Villingen. „Wann ist für Sie ein Tag ein guter Tag?“ Darüber muss Tanja Broghammer nicht lange nachdenken. „Wenn ein Kunde etwas Tolles für sich bei uns gefunden hat und er sich freut. Dann freue ich mich mit – und es ist ein guter Tag“, erklärt sie eloquent. Deshalb sei der Beruf des Einzelhändlers vor Ort so schön, ergänzt sie mit einem kleinen Seitenhieb auf die Onlinekonkurrenz: „Ich muss nicht erst auf eine Dankesmail warten. Ich bekomme die Wirkung meiner Arbeit direkt mit.“
Seit 21 Jahren und in der dritten Generation leitet die 51-Jährige gemeinsam mit ihrem Bruder Patrick das Modehaus Broghammer – oder eher die Modehäuser. Was vor 80 Jahren als Maßschneiderei des Großvaters auf 40 Quadratmetern begann, erstreckt sich nicht zuletzt seit ihrer Übernahme auf inzwischen 1.200 Quadratmeter, verteilt auf ein Herrenmode-Haus und zwei Geschäfte für Damen in der Villinger Innenstadt. Zudem bietet man individuelle Bestickungen für Firmenbekleidung an. 16 Mitarbeiter plus Familie – die Eltern Broghammer helfen immer noch gerne mit, wenn sie gebraucht werden.

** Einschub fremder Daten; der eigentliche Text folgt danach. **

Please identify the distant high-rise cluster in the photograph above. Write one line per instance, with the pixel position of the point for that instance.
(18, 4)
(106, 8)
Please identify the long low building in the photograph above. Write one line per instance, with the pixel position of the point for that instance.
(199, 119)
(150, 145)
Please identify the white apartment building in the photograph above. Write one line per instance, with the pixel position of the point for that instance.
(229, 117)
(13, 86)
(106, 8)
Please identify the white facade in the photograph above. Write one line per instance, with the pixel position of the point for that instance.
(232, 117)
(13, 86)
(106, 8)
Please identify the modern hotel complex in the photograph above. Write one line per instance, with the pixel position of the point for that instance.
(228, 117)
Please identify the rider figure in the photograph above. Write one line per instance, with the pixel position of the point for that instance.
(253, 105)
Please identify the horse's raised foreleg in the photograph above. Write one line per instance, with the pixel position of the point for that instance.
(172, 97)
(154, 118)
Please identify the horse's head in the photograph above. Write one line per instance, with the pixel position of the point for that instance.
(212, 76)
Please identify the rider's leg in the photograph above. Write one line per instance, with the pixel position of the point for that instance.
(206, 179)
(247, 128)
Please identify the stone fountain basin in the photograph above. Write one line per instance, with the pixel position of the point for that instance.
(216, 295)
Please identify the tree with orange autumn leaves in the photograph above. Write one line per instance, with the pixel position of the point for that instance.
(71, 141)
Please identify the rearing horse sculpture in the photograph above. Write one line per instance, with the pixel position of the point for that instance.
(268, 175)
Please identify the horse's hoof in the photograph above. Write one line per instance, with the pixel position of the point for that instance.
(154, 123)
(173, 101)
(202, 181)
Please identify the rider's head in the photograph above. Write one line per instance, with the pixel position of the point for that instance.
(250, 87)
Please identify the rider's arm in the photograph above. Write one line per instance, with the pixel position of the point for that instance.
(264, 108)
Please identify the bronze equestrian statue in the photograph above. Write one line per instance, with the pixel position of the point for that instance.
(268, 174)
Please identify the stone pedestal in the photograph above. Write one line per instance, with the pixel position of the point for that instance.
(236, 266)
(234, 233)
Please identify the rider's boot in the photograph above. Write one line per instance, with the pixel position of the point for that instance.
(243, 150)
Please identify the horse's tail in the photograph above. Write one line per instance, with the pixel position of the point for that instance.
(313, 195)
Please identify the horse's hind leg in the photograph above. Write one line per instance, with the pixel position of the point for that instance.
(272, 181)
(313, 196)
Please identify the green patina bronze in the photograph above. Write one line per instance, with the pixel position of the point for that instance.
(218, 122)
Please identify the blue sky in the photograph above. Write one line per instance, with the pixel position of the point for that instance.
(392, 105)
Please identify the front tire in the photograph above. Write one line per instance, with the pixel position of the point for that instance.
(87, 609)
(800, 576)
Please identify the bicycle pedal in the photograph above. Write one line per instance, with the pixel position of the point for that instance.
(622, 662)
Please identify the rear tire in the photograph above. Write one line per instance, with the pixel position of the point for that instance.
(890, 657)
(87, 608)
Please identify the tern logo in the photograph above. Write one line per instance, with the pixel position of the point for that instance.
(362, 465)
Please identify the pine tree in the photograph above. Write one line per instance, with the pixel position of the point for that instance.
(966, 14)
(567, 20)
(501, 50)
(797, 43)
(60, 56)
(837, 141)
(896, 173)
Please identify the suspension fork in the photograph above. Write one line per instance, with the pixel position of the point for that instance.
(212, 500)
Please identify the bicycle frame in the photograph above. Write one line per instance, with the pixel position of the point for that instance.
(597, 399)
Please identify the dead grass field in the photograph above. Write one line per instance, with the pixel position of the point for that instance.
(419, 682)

Dass Tanja Broghammer mal im „schönsten Beruf“ der Welt landet, war lange keine ausgemachte Sache für sie. Nach dem Abitur schlägt ihr Herz für den Journalismus, sie studiert Politikwissenschaften, Geschichte und Ethnologie, macht nebenbei Radio, recherchiert Fernsehbeiträge. „Es hat den Horizont geöffnet, es war keine vertane Zeit“, sagt sie rückblickend. Und doch zündet der Funken nicht so recht. Da ist das etablierte Fachgeschäft der Eltern – wäre doch schade drum. Und der Drang, selbstbestimmt zu arbeiten, mit dem sie als Unternehmerkind aufgewachsen ist: „Für eine Nachrichtensendung recherchieren Sie abendfüllendes Material. Was bleibt, sind 90 Sekunden. Da mache ich doch lieber etwas, wo sich die gesamte Arbeit, die ich reinstecke, auch widerspiegelt“, begründet sie ihren Entschluss, auch noch Textilbetriebswissenschaften in Nagold zu studieren. Als Test, ob der Funke zündet.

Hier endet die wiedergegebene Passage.